The EU’s Energy Conundrum

By: Riley Workman

The push to control carbon emissions and increase renewable energy alternatives in the United States has sparked a swarm of controversy over the effectiveness and economic impact such measures might have. If left unchecked, these restrictions can have severe economic consequences for the U.S. and remove the competitive edge that we maintain as a powerful energy producer.

Many of these concerns are expounded upon in a report recently released by the Manhattan Institute’s Center for Energy Policy and the Environment, which examines the effect that carbon taxes, cap-and-trade schemes, and renewable energy subsidies have had on the European Union.

The results have been grim.

Average electricity prices for Europeans ($0.26 per kWh) are more than double what they are for Americans ($0.12 per kWh).  What’s more shocking is that despite the lack of these stringent environmental regulations, the U.S. has actually reduced its carbon emissions since 2005 by a greater margin than the EU with reductions of 10.9 percent and 9.9 percent, respectively.

European companies are taking action in response to these higher energy prices.  Last year the German-based BASF calculated that they could save almost $700 million a year in energy costs alone if their plants were in the United States.  BASF has nearly doubled their annual investments in U.S.-based plants from $500 million in 2010 to $1 billion in 2013 and is expected to maintain this level of investment through 2017.  Other European manufacturers and companies are beginning to follow suite.

These high energy prices are also negatively affecting European families.  In 2013, 300,000 German households had their energy turned off for failure to pay their power bill.  The cause of this energy crisis might just be the 55% increase in residential energy cost across the EU since 2005.

While there is certainly a need for reasonable environmental regulations, many lessons can be learned from the mistakes that the EU has made when it comes to energy and environmental policy.  California is a good case-study of European-style environmental regulations gone badly.  Due to the state’s plethora of carbon controls and renewable energy mandates, customers of Southern California Edison pay roughly $316.06 for 1,250 kWh each month.  The rest of the country, on the other hand, pays an average of $120.86 for the same amount of electricity.
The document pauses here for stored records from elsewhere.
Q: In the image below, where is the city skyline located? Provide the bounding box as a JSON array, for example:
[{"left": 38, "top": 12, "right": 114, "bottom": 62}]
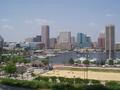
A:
[{"left": 0, "top": 0, "right": 120, "bottom": 42}]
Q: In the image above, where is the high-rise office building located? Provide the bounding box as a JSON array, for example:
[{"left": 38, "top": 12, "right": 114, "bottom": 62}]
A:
[
  {"left": 77, "top": 33, "right": 92, "bottom": 48},
  {"left": 41, "top": 25, "right": 50, "bottom": 49},
  {"left": 98, "top": 33, "right": 105, "bottom": 49},
  {"left": 58, "top": 32, "right": 71, "bottom": 43},
  {"left": 0, "top": 36, "right": 4, "bottom": 53},
  {"left": 33, "top": 35, "right": 41, "bottom": 42},
  {"left": 57, "top": 32, "right": 72, "bottom": 49},
  {"left": 105, "top": 25, "right": 115, "bottom": 59},
  {"left": 50, "top": 38, "right": 57, "bottom": 49}
]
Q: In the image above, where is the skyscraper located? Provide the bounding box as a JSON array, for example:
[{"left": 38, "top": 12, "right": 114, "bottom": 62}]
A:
[
  {"left": 105, "top": 25, "right": 115, "bottom": 59},
  {"left": 41, "top": 25, "right": 50, "bottom": 49},
  {"left": 57, "top": 32, "right": 72, "bottom": 49},
  {"left": 98, "top": 33, "right": 105, "bottom": 49},
  {"left": 0, "top": 36, "right": 4, "bottom": 53},
  {"left": 77, "top": 33, "right": 92, "bottom": 48}
]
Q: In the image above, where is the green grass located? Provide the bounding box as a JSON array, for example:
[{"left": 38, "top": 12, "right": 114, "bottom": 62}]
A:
[{"left": 55, "top": 67, "right": 120, "bottom": 73}]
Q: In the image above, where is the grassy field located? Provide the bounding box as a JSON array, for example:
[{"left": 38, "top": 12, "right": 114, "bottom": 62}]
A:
[{"left": 42, "top": 67, "right": 120, "bottom": 81}]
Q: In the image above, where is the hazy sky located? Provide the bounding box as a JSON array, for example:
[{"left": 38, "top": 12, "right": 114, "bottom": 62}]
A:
[{"left": 0, "top": 0, "right": 120, "bottom": 42}]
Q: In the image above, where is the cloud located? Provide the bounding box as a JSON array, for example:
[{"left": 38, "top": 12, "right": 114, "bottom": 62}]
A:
[
  {"left": 105, "top": 13, "right": 116, "bottom": 17},
  {"left": 24, "top": 20, "right": 33, "bottom": 24},
  {"left": 89, "top": 22, "right": 97, "bottom": 27},
  {"left": 2, "top": 24, "right": 14, "bottom": 30}
]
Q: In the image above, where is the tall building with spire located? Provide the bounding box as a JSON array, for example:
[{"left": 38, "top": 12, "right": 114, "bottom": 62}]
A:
[{"left": 41, "top": 25, "right": 50, "bottom": 49}]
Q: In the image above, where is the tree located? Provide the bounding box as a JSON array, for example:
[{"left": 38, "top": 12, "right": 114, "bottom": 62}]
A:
[
  {"left": 69, "top": 58, "right": 74, "bottom": 65},
  {"left": 108, "top": 60, "right": 114, "bottom": 65},
  {"left": 83, "top": 60, "right": 90, "bottom": 65},
  {"left": 41, "top": 59, "right": 49, "bottom": 65},
  {"left": 4, "top": 63, "right": 16, "bottom": 77},
  {"left": 16, "top": 66, "right": 27, "bottom": 79}
]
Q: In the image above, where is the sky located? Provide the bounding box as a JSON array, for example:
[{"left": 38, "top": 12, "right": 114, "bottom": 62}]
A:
[{"left": 0, "top": 0, "right": 120, "bottom": 42}]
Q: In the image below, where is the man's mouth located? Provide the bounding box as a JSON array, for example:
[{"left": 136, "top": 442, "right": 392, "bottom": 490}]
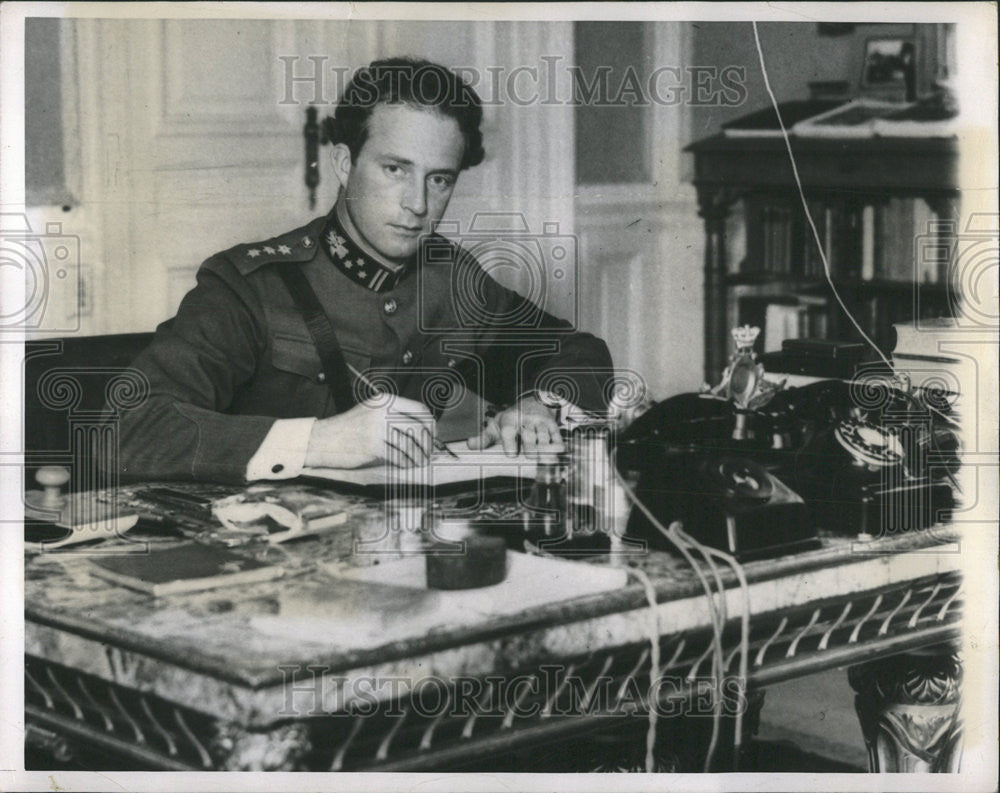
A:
[{"left": 389, "top": 223, "right": 424, "bottom": 237}]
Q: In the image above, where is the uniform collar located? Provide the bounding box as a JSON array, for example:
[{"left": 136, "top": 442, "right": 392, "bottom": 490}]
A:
[{"left": 320, "top": 207, "right": 416, "bottom": 292}]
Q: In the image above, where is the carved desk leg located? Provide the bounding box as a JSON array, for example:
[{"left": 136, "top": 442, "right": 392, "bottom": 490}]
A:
[
  {"left": 210, "top": 721, "right": 312, "bottom": 771},
  {"left": 847, "top": 648, "right": 962, "bottom": 773}
]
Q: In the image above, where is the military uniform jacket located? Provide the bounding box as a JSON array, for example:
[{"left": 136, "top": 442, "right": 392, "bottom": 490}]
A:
[{"left": 119, "top": 212, "right": 611, "bottom": 482}]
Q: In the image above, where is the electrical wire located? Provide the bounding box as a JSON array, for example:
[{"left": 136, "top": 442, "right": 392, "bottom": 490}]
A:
[
  {"left": 677, "top": 528, "right": 750, "bottom": 770},
  {"left": 629, "top": 568, "right": 663, "bottom": 774},
  {"left": 611, "top": 460, "right": 724, "bottom": 772},
  {"left": 750, "top": 22, "right": 893, "bottom": 369}
]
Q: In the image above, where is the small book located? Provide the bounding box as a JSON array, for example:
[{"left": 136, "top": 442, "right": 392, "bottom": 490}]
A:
[{"left": 91, "top": 543, "right": 284, "bottom": 596}]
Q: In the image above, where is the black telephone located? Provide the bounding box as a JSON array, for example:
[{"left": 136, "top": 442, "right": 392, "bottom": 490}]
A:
[{"left": 617, "top": 380, "right": 958, "bottom": 559}]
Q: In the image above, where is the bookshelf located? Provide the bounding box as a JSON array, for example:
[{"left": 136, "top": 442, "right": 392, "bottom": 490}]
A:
[{"left": 685, "top": 121, "right": 959, "bottom": 383}]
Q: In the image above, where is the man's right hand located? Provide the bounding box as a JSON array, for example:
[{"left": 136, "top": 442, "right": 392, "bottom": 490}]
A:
[{"left": 305, "top": 396, "right": 436, "bottom": 468}]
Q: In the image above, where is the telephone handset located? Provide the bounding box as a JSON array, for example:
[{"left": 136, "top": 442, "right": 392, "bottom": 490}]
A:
[{"left": 617, "top": 380, "right": 958, "bottom": 556}]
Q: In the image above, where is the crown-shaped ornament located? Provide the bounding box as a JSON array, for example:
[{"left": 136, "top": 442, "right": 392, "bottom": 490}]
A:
[{"left": 730, "top": 325, "right": 760, "bottom": 353}]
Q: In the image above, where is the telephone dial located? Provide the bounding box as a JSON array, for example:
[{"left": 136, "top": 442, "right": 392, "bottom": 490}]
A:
[{"left": 617, "top": 380, "right": 958, "bottom": 559}]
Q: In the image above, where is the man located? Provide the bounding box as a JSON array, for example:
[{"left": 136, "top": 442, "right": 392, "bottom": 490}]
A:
[{"left": 120, "top": 59, "right": 611, "bottom": 482}]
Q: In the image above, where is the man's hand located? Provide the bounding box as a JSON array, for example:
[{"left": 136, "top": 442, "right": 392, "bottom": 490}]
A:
[
  {"left": 305, "top": 397, "right": 435, "bottom": 468},
  {"left": 468, "top": 396, "right": 563, "bottom": 457}
]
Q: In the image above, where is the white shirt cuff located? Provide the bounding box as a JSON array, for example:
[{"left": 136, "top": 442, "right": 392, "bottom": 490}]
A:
[{"left": 247, "top": 418, "right": 316, "bottom": 482}]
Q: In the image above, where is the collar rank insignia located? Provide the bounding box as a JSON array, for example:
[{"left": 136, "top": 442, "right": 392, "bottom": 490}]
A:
[{"left": 320, "top": 211, "right": 405, "bottom": 292}]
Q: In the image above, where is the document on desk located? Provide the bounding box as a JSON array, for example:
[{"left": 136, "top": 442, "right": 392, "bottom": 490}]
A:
[{"left": 302, "top": 440, "right": 536, "bottom": 487}]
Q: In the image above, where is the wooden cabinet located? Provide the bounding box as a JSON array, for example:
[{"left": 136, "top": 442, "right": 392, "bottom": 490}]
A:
[{"left": 686, "top": 125, "right": 959, "bottom": 383}]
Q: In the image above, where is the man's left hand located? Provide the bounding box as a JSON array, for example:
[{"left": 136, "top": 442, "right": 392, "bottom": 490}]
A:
[{"left": 468, "top": 396, "right": 563, "bottom": 457}]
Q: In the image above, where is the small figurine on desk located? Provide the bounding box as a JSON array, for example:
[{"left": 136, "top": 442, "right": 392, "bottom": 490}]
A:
[{"left": 710, "top": 325, "right": 787, "bottom": 440}]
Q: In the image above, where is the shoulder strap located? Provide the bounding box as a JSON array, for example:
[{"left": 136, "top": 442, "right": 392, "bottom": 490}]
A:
[{"left": 278, "top": 262, "right": 356, "bottom": 413}]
The American Legislative Exchange Council has long supported pro-growth policies that seek to avoid increases in overly burdensome or redundant environmental controls and mandates and has written about states looking to Europe for lessons of what not to do. Going forward, it’s imperative for policymakers to understand the importance of ready access to affordable and reliable energy and to realize that certain environmental policies could lead to significant unintended consequences as the EU’s energy crisis so clearly demonstrates.